The press are having a quiet field day with Philip Seymour Hoffman's death, as each salacious detail is drip-fed to a waiting world. Coverage seems to have become incrementally more slavering, along the lines of:

  1. Hoffman has sadly died. RIP.
  2. Ooh. Hoffman had a history of drug use and rehab.
  3. OOH! Police found 70 bags of heroine in his apartment.
  4. OMFG! He was found with a syringe in his arm. Like this somehow makes his death more/less tragic (delete as applicable to the mentality of your newspaper).

It's all pretty tawdry, emblematic of the state of the British press. I'm not going to link to it on a point of principle, but the Daily Wail details "Hoffman's final descent into drugs" in bold bulletpoints. It's not hard to imagine a sub-editor drooling as he explains to his minions how neither bold nor bulletpoints are sufficient on their own to convey the nation's outrage/intrigue. The same article later shows a photograph of Hoffman asleep on a plane - you know, because that is clearly relevant to his drug issues, as he was obviously


rather than just, you know, sleeping on a plane. And by the way, that photo was taken by a member of the public, presumably without the sleeping Hoffman's consent. Reflects well on the public, doesn't it?

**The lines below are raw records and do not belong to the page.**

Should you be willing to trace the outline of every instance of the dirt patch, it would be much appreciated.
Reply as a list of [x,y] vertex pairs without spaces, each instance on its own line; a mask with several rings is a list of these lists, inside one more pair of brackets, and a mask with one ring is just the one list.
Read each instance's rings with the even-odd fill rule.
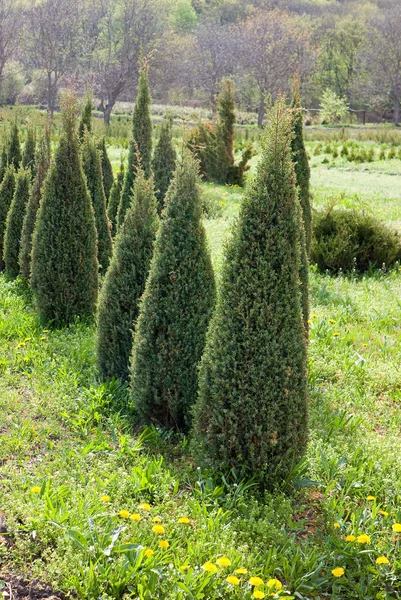
[[[1,589],[2,588],[2,589]],[[5,600],[65,600],[47,583],[37,579],[26,581],[23,577],[0,574],[0,593]]]

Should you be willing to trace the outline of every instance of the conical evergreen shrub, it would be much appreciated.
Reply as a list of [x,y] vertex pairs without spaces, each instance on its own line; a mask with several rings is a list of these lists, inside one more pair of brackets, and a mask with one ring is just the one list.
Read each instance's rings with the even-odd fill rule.
[[158,225],[153,182],[139,171],[99,297],[97,365],[103,380],[128,379],[132,330],[145,289]]
[[10,141],[8,143],[7,162],[9,165],[14,165],[15,169],[18,169],[21,164],[21,145],[16,121],[11,128]]
[[20,169],[15,178],[14,196],[8,211],[4,233],[4,264],[6,274],[13,279],[19,274],[18,256],[21,245],[22,224],[29,200],[30,184],[30,170]]
[[1,148],[1,155],[0,155],[0,183],[3,181],[4,175],[5,175],[5,173],[7,171],[7,167],[8,167],[7,144],[8,144],[8,141],[4,140],[3,141],[3,146]]
[[301,203],[302,216],[305,227],[306,251],[307,255],[309,256],[312,240],[312,209],[310,203],[309,189],[310,168],[304,141],[304,126],[301,106],[299,75],[296,75],[294,79],[292,107],[294,109],[294,137],[291,141],[291,147],[295,166],[295,175],[297,178],[297,184],[299,188],[299,201]]
[[148,68],[144,65],[139,76],[138,93],[132,116],[132,140],[129,147],[128,166],[125,172],[120,205],[118,207],[117,227],[120,227],[123,223],[125,213],[131,203],[133,184],[138,167],[138,157],[146,179],[149,179],[151,175],[152,119],[150,117],[150,102]]
[[172,139],[172,119],[165,118],[160,127],[160,136],[152,160],[155,194],[159,214],[163,210],[164,198],[173,178],[177,154]]
[[215,179],[220,183],[228,181],[230,169],[234,165],[234,125],[235,103],[234,86],[226,79],[221,84],[218,97],[218,122],[216,128],[216,173]]
[[40,318],[55,326],[92,316],[98,289],[95,215],[82,169],[76,103],[63,101],[63,132],[48,171],[32,245]]
[[32,178],[35,177],[35,149],[35,131],[32,127],[29,127],[24,150],[22,152],[22,166],[24,169],[29,169],[31,171]]
[[78,126],[78,135],[81,142],[84,141],[86,133],[92,132],[92,97],[87,96],[81,113],[81,120]]
[[107,216],[111,224],[111,235],[114,237],[117,232],[117,212],[121,199],[121,192],[124,184],[124,163],[121,161],[120,170],[114,180],[110,191],[109,203],[107,205]]
[[21,232],[21,247],[19,252],[20,273],[26,279],[31,276],[32,238],[36,217],[42,197],[42,187],[50,166],[50,129],[47,128],[39,138],[35,154],[36,175],[32,185],[29,202],[24,217]]
[[131,389],[143,424],[188,431],[215,283],[198,163],[185,153],[166,196],[134,335]]
[[274,486],[307,442],[292,113],[280,98],[227,247],[194,409],[200,460]]
[[110,198],[111,188],[112,188],[113,182],[114,182],[114,175],[113,175],[113,167],[111,166],[109,155],[107,154],[105,138],[102,138],[98,148],[101,152],[103,188],[104,188],[104,195],[106,196],[106,205],[107,205],[109,202],[109,198]]
[[8,211],[10,210],[15,190],[15,169],[13,165],[7,167],[0,184],[0,271],[4,270],[4,233]]
[[105,273],[109,266],[113,242],[110,233],[110,222],[106,213],[106,198],[103,189],[100,154],[96,147],[95,140],[91,135],[85,136],[82,146],[82,158],[86,183],[95,212],[97,259],[101,272]]

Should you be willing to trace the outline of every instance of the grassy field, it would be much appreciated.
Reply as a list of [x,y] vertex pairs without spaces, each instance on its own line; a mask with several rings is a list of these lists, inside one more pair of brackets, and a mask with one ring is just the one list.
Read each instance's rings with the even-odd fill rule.
[[[322,164],[315,145],[315,206],[400,225],[401,161]],[[218,272],[242,191],[203,187]],[[197,470],[186,439],[134,432],[125,387],[96,381],[93,326],[43,329],[1,276],[0,588],[19,574],[83,599],[401,598],[401,269],[311,267],[311,305],[308,453],[261,497]]]

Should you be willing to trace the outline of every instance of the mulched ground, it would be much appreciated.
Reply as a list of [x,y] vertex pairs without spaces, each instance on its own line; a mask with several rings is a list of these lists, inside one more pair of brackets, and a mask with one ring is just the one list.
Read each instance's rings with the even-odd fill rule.
[[23,577],[2,575],[0,573],[0,595],[5,600],[65,600],[60,592],[55,592],[50,585],[33,579],[26,581]]

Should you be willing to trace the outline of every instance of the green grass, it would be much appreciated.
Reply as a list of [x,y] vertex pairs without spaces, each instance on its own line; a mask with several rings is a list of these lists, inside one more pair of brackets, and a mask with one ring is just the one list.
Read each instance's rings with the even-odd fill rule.
[[[345,192],[343,204],[401,221],[398,176],[316,165],[312,182],[317,205]],[[219,271],[241,191],[203,187]],[[199,472],[184,438],[135,432],[126,389],[97,383],[93,325],[45,331],[23,285],[1,276],[0,579],[21,573],[88,600],[250,599],[250,576],[282,582],[275,597],[400,598],[401,271],[334,278],[312,267],[311,304],[308,453],[261,497],[252,482]],[[362,534],[369,543],[345,540]],[[222,556],[231,566],[202,569]],[[240,567],[240,584],[228,583]]]

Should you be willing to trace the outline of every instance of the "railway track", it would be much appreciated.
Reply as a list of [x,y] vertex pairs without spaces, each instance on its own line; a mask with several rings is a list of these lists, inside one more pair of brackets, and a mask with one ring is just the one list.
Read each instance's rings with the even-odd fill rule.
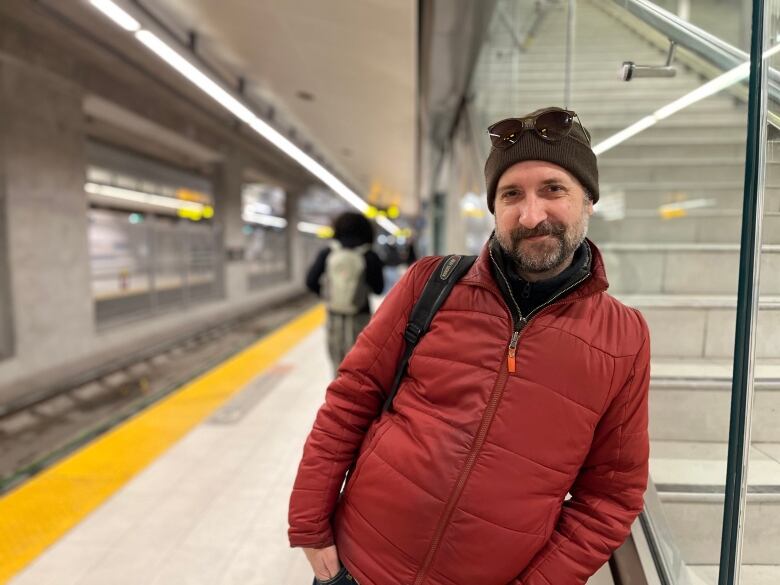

Don't get me wrong, I'm not belittling drug addiction, and I'm not belittling someone's death in apparently sorry circumstances either. I just loathe the joyous muck-raking from certain sections of the media that accompanies any such event.

In the midst of all this so-called journalism, there was one little nugget on Newsnight, in which Will Self (who I sometimes admire and sometimes think is a bit of a tool) was interviewed by Jeremy Paxman (ditto). I especially liked Paxo's question at about 1.55, and Self's answer. Have a watch to reassure yourself that it is still possible to drill into serious issues without descending into news frottage.